Antebellum is a horror/psychological thriller movie written and directed by Gerard Bush and Christopher Renz and stars Janelle Monáe, Eric Lange, Jena Malone, Jack Huston, Kiersey Clemons, and Gabourey Sidibe. The music for the film is composed by Nate Wonder and Roman Gianarthur.
Horrifying without reason
Antebellum follows an African-American author Veronica Henley, as she finds herself trapped in a horrifying and brutal reality which seems to be more of a dream.
[TW: Sexual harassment, suicide, extreme violence]
The film’s premise is extremely heavy. Spinning a fictional tale on themes like racism and slavery in the 19-century can be a very arduous and difficult task, and unfortunately, Antebellum falls short in that regard. So much so, infact, that it feels more surface-level than intimate, and feels like it uses actual inhuman torture on slaves to provide shock factor.
Antebellum is shocking, there’s no doubt about that. The first 40 minutes is scene after scene of absolutely horrifying incidents without any break and it’s very difficult to watch. The film, in general, is loaded with them – there’s sexual harassment, rape, torture, murder and suicide. It is made more uncomfortable because of the haunting background score, with its slow and immediate nature, and the cinematography which is kinda cheery. While the background hints at something horrible about to happen, the visual implores the viewers to come face-to-face with the contrast between the two. However, it is made clear that in this century, we are following one particular woman – Eden.
The film, however, very swiftly then shifts to the present, where Veronica Henley is a successful author and activist. She has a wonderful family and a very active work life. However, she is kidnapped while on a work trip, and then we get to the ending. This part of the movie feels very fake and drawn-out in comparison to the first half. When you are introduced to violence of this magnitude, easing into a rich author’s life seems very awkward, to say the least.
The trouble, however, for me, was the ending. It is just so lazy. I don’t want to say that the twist wasn’t “twisty” enough, because it was. However, throughout the film you get a sense that there are two parallel stories going on, and it will merge at one place and there will be something deeper, more intense – we will get to know the Eden’s thoughts, reasons and understand her and Veronica’s characters better. However, the ending makes you realise that it’s just violence for the sake of it.
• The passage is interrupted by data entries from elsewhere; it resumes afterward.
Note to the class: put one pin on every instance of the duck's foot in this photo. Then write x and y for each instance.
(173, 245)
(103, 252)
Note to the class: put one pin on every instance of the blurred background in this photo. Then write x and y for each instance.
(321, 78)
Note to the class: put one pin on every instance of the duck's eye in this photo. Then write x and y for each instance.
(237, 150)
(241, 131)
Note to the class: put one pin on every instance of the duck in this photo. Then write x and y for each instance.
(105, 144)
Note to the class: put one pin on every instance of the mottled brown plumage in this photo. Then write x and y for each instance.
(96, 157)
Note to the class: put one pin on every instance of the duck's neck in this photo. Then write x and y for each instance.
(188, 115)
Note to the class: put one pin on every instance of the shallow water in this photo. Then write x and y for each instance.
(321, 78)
We get to know that Veronica is Eden, and after the former gets kidnapped, she is taken to a Civil War re-enactment camp called Antebellum where she is tortured. The entire middle of the story takes place before the first part. There’s no deep inner meaning or anything like that. It’s just white people who hate Black people and want to torture and murder them. Which is kind of shocking as well, since if we consider the movie taking place in 2020 (or 2019), that would mean that people are committing these crimes in a Civil War re-enactment camp and no one knows about it. I am a little confused as to how that is possible.
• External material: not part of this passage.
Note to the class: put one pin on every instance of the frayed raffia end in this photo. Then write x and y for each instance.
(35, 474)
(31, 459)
It’s also astonishing that a movie, which is supposed to be about slavery, does not let most of its Black characters have a voice. So, after watching the entire movie, I was baffled as to why only Veronica gets to escape. Like, the camp is filled with Black people who are tortured and brutalised every day. Why is it that Veronica is the only person who gets to run away, or even have the will to do something about it, and the others don’t? Or were the others in on it, and she was the only person tortured? The others slaves seem to have resigned their lives in that plantation, as if they are actually in the 19th century, which is kind of odd. I am a little confused, and Antebellum answers no questions for you.
Summing up: Antebellum
The movie features some fine performances, especially from Janelle Monáe. She’s great, and so are the rest of the cast. However, their talent seems wasted in a movie that does not deliver what it promises.
Antebellum works with a premise that is extremely important and necessary in such trying times. However, instead of giving a voice to the seemingly voiceless, and going deeper into the themes, it proceeds to give its viewers just a horror movie with a gratuitous amount of violence. I mean, in one scene at the end, Veronica uses her super yoga skills to run away from her harasser. It’s obscenely hilarious and that’s not the outcome we want.